Ich habe da vollstes Vertrauen in unsere Informatiker und Software-Ingenieure - mit innovativen Ansätzen wie der „Differential Privacy“* können wir den Datenschutz zum Alleinstellungsmerkmal und damit sogar zum Wettbewerbsvorteil machen. Nach meiner Meinung muss der Nutzer, der Patient die volle Hoheit über seine Daten, deren Weitergabe und Nutzung haben. Dabei spielt auch die Sicherheit der Telematik-Infrastruktur eine wichtige Rolle.

TK: Unter dem Hashtag #DigitalLeben diskutierte die SPD die Chancen der Digitalisierung für die Qualität des Gesundheitswesens. Welche Rolle messen Sie diesem Thema für den anstehenden Wahlkampf und in der nächsten Legislaturperiode zu?

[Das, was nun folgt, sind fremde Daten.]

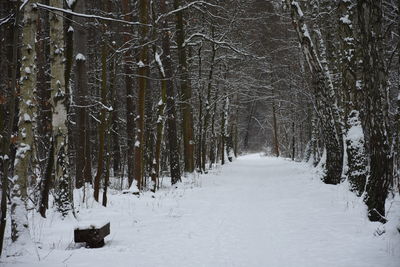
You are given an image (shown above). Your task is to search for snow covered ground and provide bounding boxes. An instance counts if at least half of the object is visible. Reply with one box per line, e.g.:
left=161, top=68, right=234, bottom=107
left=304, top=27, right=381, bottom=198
left=0, top=154, right=400, bottom=267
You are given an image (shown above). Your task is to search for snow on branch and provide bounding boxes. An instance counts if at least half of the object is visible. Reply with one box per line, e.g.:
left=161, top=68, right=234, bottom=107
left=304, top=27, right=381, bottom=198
left=37, top=3, right=151, bottom=27
left=183, top=32, right=252, bottom=56
left=155, top=1, right=221, bottom=23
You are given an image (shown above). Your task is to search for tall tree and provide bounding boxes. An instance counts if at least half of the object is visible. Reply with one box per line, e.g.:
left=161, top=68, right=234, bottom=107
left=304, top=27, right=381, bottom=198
left=50, top=0, right=72, bottom=216
left=174, top=0, right=194, bottom=172
left=339, top=0, right=368, bottom=196
left=11, top=1, right=37, bottom=245
left=134, top=0, right=149, bottom=190
left=357, top=0, right=392, bottom=222
left=160, top=0, right=181, bottom=184
left=73, top=0, right=92, bottom=191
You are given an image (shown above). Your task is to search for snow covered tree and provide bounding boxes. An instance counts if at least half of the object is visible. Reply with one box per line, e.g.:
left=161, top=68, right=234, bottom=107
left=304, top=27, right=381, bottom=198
left=11, top=1, right=38, bottom=243
left=357, top=0, right=392, bottom=222
left=50, top=0, right=72, bottom=216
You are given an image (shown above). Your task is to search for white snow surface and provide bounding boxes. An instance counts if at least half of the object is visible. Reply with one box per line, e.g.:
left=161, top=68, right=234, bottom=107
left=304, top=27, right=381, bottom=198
left=0, top=154, right=400, bottom=267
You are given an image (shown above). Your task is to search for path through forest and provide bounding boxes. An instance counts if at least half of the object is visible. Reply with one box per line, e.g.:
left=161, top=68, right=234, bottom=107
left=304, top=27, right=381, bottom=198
left=5, top=155, right=400, bottom=267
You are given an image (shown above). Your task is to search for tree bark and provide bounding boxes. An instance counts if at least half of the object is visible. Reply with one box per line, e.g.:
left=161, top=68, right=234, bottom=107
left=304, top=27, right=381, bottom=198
left=174, top=0, right=194, bottom=173
left=134, top=0, right=149, bottom=190
left=50, top=0, right=72, bottom=216
left=357, top=0, right=392, bottom=222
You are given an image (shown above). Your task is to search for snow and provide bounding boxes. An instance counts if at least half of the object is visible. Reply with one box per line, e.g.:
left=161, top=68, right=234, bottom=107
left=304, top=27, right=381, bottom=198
left=66, top=0, right=76, bottom=7
left=1, top=154, right=400, bottom=267
left=75, top=53, right=86, bottom=61
left=74, top=220, right=109, bottom=230
left=154, top=52, right=165, bottom=77
left=135, top=140, right=140, bottom=147
left=340, top=15, right=351, bottom=25
left=24, top=113, right=31, bottom=122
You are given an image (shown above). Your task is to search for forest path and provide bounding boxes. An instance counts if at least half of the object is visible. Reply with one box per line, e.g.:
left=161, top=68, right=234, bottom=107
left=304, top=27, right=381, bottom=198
left=6, top=154, right=400, bottom=267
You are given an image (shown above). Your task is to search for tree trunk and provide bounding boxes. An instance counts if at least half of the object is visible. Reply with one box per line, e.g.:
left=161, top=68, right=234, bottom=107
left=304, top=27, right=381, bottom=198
left=339, top=0, right=368, bottom=196
left=93, top=37, right=107, bottom=202
left=134, top=0, right=149, bottom=190
left=174, top=0, right=194, bottom=173
left=357, top=0, right=392, bottom=222
left=286, top=0, right=343, bottom=184
left=50, top=0, right=72, bottom=216
left=74, top=0, right=92, bottom=188
left=122, top=0, right=135, bottom=187
left=11, top=1, right=37, bottom=242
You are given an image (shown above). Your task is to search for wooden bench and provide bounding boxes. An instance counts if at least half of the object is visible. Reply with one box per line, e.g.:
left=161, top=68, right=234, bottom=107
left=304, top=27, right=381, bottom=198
left=74, top=222, right=110, bottom=248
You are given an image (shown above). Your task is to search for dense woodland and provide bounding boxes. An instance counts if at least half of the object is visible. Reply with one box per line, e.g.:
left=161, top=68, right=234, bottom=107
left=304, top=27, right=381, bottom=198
left=0, top=0, right=400, bottom=256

Esken: Das Thema Digitalisierung des Gesundheitswesens hat völlig zu Recht Eingang in unsere programmatische Diskussion gefunden, weil die Fragen der Qualität von Medizin und Versorgung für viele Menschen, aber auch für die Beschäftigten im Gesundheitswesen eine wichtige Rolle spielen. Dazu kommen die Sorgen um den Umgang mit den persönlichen Daten. Wie bei vielen anderen Themen treffen auch hier der Wunsch nach Modernisierung und das Bedürfnis nach Sicherheit aufeinander. Insofern kann ich mir gut vorstellen, dass das Thema im Wahlkampf eine Rolle spielt.

TK: Im kommenden Herbst möchten Sie erneut bei der Bundestagswahl kandidieren. Was sind Ihre ganz persönlichen (gesundheits)politischen Vorhaben für die nächsten Jahre?

Esken: Ich würde mich natürlich freuen, wenn die Bürgerinnen und Bürger mir die Chance geben, sie nochmals im deutschen Bundestag zu vertreten. Ich möchte meine Arbeit in den spannenden Themenfeldern fortsetzen, für die ich hier zuständig bin. Der digitale  Wandel in der Bildung, in der öffentlichen Verwaltung und der Gesundheitsversorgung - ich konnte mit meinen Kollegen wichtige Projekte anstoßen und einige Vorhaben realisieren, die ich gerne weiterentwickeln würde. In der Gesundheitspolitik heißt das, das E-Health-Gesetz in der nächsten Legislatur zu einer Nationalen eHealth-Strategie weiterzuentwickeln und dafür zu sorgen, dass die Beschäftigen im System ebenso davon profitieren wie die Patienten, die es nutzen.

* Empfindliche Daten werden für statistische Zwecke und der Forschung zur Verfügung gestellt, ohne dabei die Privatsphäre der jeweiligen Person zu verletzen.

Zur Person

Saskia Esken ist seit 2013 Bundestagsabgeordnete der SPD und vertritt den Wahlkreis Calw über über die Landesliste in Berlin. Esken ist ordentliches Mitglied im Ausschuss für Bildung, Forschung und Technikfolgenabschätzung sowie im Ausschuss Digitale Agenda. Nach der Ausbildung zur staatlich geprüften Informatikerin war sie u.a. in der Software-Entwicklung tätig, ehe sie später in den Bundestag einzog.